Dave Fleishman’s new title Editor in Chief of Public Record.

Why do public servants keep denying their records are public information not private?


Not sure that anyone has the right to see or the need to see the signature of someone else via their employment records.


Seems a really odd thing for the Pismo city boneheads to dig in their heels over. That money had better public uses than this.


I agree, every time a cop hands out a ticket it has their signature on it.


Bureaucratic obfuscation seems to be the M.O. our local Ol’Boy networks.


As we have learned city attorneys are not there to protect the residents and make sure the city administration does things legallly, they are there to cover up for the illegal things the administration does and try to keep the residents in the dark and too scared to question the actions of the council.


There is no “ constitutional right to privacy.”

One could argue the 4th Amendment offers some but there is no explicit, clear, constitutional right to privacy. Maybe there should be?


The 4thA is most certainly a citizen’s Constitutional right to privacy. The Constitution enumerates what the government cannot do. One of those, is to pry into my private affairs, papers, and holdings.

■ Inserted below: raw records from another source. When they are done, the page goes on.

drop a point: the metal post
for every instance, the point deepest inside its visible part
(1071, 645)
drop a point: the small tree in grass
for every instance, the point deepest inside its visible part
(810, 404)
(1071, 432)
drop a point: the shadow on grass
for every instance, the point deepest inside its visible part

However, since the government is “of the people”, public employees in matters concerning their employment…like affirmation of oaths of office, do not enjoy privacy of public records.


Public servants (Cops-Firemen etc) and employees (office pukes-elected officials etc) give up many of their Constitutional rights, as part of their employment to serve the citizens, and cannot be secreted from public scrutiny.


Any Soldier, sailor, airman, or Marine will tell you just that.


Griswold vs. Connecticut 381 U.S.479 (1965) says otherwise. The U.S. Supreme Court recognized a Consitutional right to privacy almost 60 years ago. If you want to play lawyer, at least do a 20 second Google search first.


The facts are mostly irrelevant. The law is whatever a lawyer can convince a judge and/or jury to go along with. If you want to play lawyer at least recognize what we are see with our own eyes.


You’re making my point. Griswold was about private citizens not being subjected to government intrusion upon their private affairs. SCOTUS ruled the the government violated the couple’s 4th AND 14th Amendment right to privacy, and vacated the lower court ruling.


You need to read what you Google searched…


SORRY LEGAL1931!! I failed to see that you responded to derasmus, not me. Which certainly makes my response rather baffling!


District counsels do make a lot of money reviewing, delaying, and redacting public records. Few people take them to court. Good this was taken to court.


The California Public Records Act is the public’s most powerful tool to keep the searchlight on our local government. It needs to be respected by all agencies and not gamed.